Many design engineers have had a long time to think about what’s changed in the design world. Some of them are still looking for jobs, frustrated by the remarkably slow pickup in the job market—particularly in the United States and Europe.
But as Magma CEO Rajeev Madhavan noted last year, coming out of the downturn things may not look the same as when we went into the downturn. It’s more than just the availability of jobs. It’s what the new jobs will be.
The convergence of all things digital and analog onto a single piece of silicon should give some hints about the shape of things to come and where the focus will be.
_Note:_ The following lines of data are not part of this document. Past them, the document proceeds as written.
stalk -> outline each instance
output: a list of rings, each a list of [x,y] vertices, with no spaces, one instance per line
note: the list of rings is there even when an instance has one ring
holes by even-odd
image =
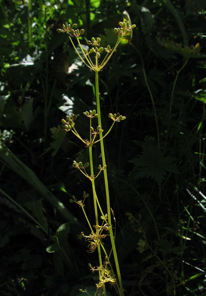
[[[102,128],[102,124],[101,123],[101,115],[100,111],[100,104],[99,104],[99,80],[98,80],[98,71],[96,70],[95,71],[95,89],[96,93],[96,107],[97,109],[97,112],[98,114],[98,124],[100,126],[101,128]],[[103,139],[102,138],[102,133],[99,133],[99,136],[100,138],[100,144],[101,147],[101,152],[102,153],[102,164],[103,166],[106,164],[105,159],[105,156],[104,155],[104,143]],[[111,215],[110,208],[110,195],[109,192],[109,187],[108,186],[108,181],[107,177],[107,170],[104,170],[104,184],[105,185],[105,189],[106,193],[106,198],[107,200],[107,215],[108,218],[108,223],[111,226],[112,223],[111,221]],[[118,259],[117,258],[117,252],[115,247],[115,240],[113,236],[113,233],[112,231],[112,228],[111,227],[110,229],[110,238],[111,241],[113,251],[113,254],[115,262],[115,264],[117,269],[117,272],[118,277],[119,283],[120,286],[120,296],[123,296],[124,295],[124,292],[123,292],[123,288],[122,286],[122,279],[120,273],[119,266],[119,263]]]
[[[94,174],[94,170],[93,169],[93,162],[92,161],[92,146],[91,146],[89,147],[89,160],[90,163],[90,167],[91,170],[91,176],[93,176]],[[92,186],[92,192],[93,193],[93,197],[94,201],[94,212],[95,213],[95,218],[96,222],[96,225],[99,225],[98,221],[98,213],[97,213],[97,207],[96,206],[96,199],[97,197],[96,194],[96,191],[95,190],[95,186],[94,185],[94,180],[91,180],[91,184]],[[98,228],[97,229],[96,235],[98,236],[99,235],[99,230]],[[98,255],[99,256],[99,265],[100,266],[102,266],[102,257],[101,256],[101,251],[100,249],[100,245],[99,244],[98,244],[97,245],[97,250],[98,251]],[[100,271],[99,273],[100,277]],[[103,287],[104,292],[106,293],[106,289],[105,287]]]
Motion sensors, an explosion in MEMS, the combination of voice, video and data and more will change the notion of what constitutes an SoC. The previous distinction was Small A, Big D, or Big A, Small D. We are entering the phase of Big A, Big D, with the interconnections between the two becoming a critical area for development.
With enough real estate to pack hundreds of millions of transistors onto a single piece of silicon—along with vertical stacking of some die—there’s plenty of room for function and forms. What there isn’t, at least so far, is any structure for how to build that chip, how to integrate the various pieces and how to debug it.
That will provide plenty of work for years to come—not to mention lots of opportunity for new sales—for tools companies. It also will provide momentum for startups that can bridge some of these tools.
Most economists predict the financial world will return to health over the next six months, with some growth in 2010 and steady growth in 2011. It’s time for this industry to figure out what needs to get done and get everyone back to work.